New Orleans officials are hoping for record attendance this year at the 44th annual Bayou Classic football game, which will see two Louisiana college teams compete for a shot at a conference championship.
Grambling State University and Southern University will face off for the chance to play in the Toyota Southwestern Athletic Conference Football Championship in Houston on Dec. 2.
Saturday’s game in New Orleans, and the events leading up to it, are not only a chance for supporters to cheer on their team; they are a celebration of Louisiana’s historically black colleges and universities, organizers said Monday.

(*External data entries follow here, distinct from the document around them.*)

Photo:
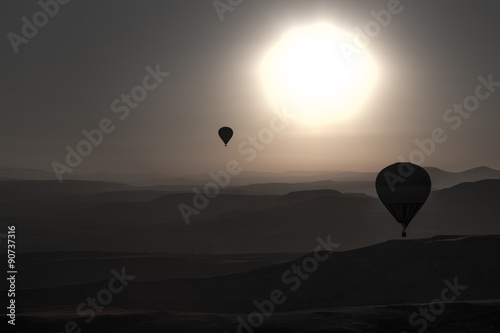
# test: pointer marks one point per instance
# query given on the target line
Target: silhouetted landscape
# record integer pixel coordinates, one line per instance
(203, 276)
(230, 166)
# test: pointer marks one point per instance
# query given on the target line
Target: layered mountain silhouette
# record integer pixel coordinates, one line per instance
(244, 223)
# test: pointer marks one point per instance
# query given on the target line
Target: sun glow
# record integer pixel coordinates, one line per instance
(318, 73)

“When we stand together, and think as one, and do as one, in support of HBCUs, we help to strengthen our future and the lives of students who attend them,” said Dottie Belletto, president and CEO of New Orleans Convention Co., the firm that manages the Bayou Classic.
The annual face-off between the two historically black universities has brought thousands of visitors to New Orleans over Thanksgiving weekend annually since 1974, after the event was launched in Shreveport in a 1973 test run.

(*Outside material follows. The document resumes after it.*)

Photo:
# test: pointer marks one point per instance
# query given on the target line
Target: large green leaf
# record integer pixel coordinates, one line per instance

The nationally televised Saturday afternoon game is the big draw of the weekend affair, though other events will include a Friday night Greek Show & Battle of the Bands, a Saturday morning parade and a Sunday gospel brunch.
The parade, which has been held on Thanksgiving Day since 2012, has been moved this year to Saturday in an attempt to give fans more time to enjoy the holiday with their families, organizer Angela Young said.
Another featured event is a Friday business and technology challenge, in which students from eight HBCUs will present their plans to improve companies specializing in advanced manufacturing, clean energy and digital technologies.
Last year, more than 67,800 patrons attended the game, the highest attendance since before Hurricane Katrina, when turnout regularly topped 70,000.
That was only about 2,000 people fewer than the number who attended last year’s Super Bowl, Grambling President Richard Gallot said Monday at a gathering to celebrate the weekend affair.
“When you add to that the $50 million economic impact that Bayou Classic generates, it’s a really big deal,” he said.
This year, officials hope to see an even higher turnout, and early ticket sales look promising. More than 46,500 tickets have already been sold, which is about 6,000 more than were sold last year at this time.
Tourism officials are projecting 93 percent occupancy at area hotels on Friday night and 89 percent occupancy on Saturday.
That would be down slightly from last year’s occupancy, which was 96 percent on both days, though the projections are expected to grow as the event draws closer, said Kristian Sonnier of the New Orleans Convention and Visitors Bureau.
The friendly rivalry between the two teams that has traditionally drawn such big crowds was on display Monday, as Gallot ended his speech by reminding onlookers of Grambling’s status as the “defending HBCU national champion.”
After it beat Southern 52-30 in the 2016 Bayou Classic, Grambling went on to secure the SWAC Championship title and to win the national Celebration Bowl in Atlanta, an affair that pits the SWAC champion against the champion of the Mid-Eastern Athletic Conference, or MEAC.
Both the SWAC and MEAC conferences feature historically black colleges.
Southern University Chancellor Ray Belton to Gallot responded with a joking shot at Grambling as he addressed the crowd.
“The news broadcast suggested that on Saturday, the weather will be sunny and calm,” he said. “I commit to you that by the end of the game on Saturday evening, the sun will be shining on Southern University.”
Over the past four decades, Southern has won the game 21 times, while Grambling has won it 22 times. Saturday will give Southern the chance to tie things back up.
Whoever wins will go up against Alcorn State University in December for the SWAC title.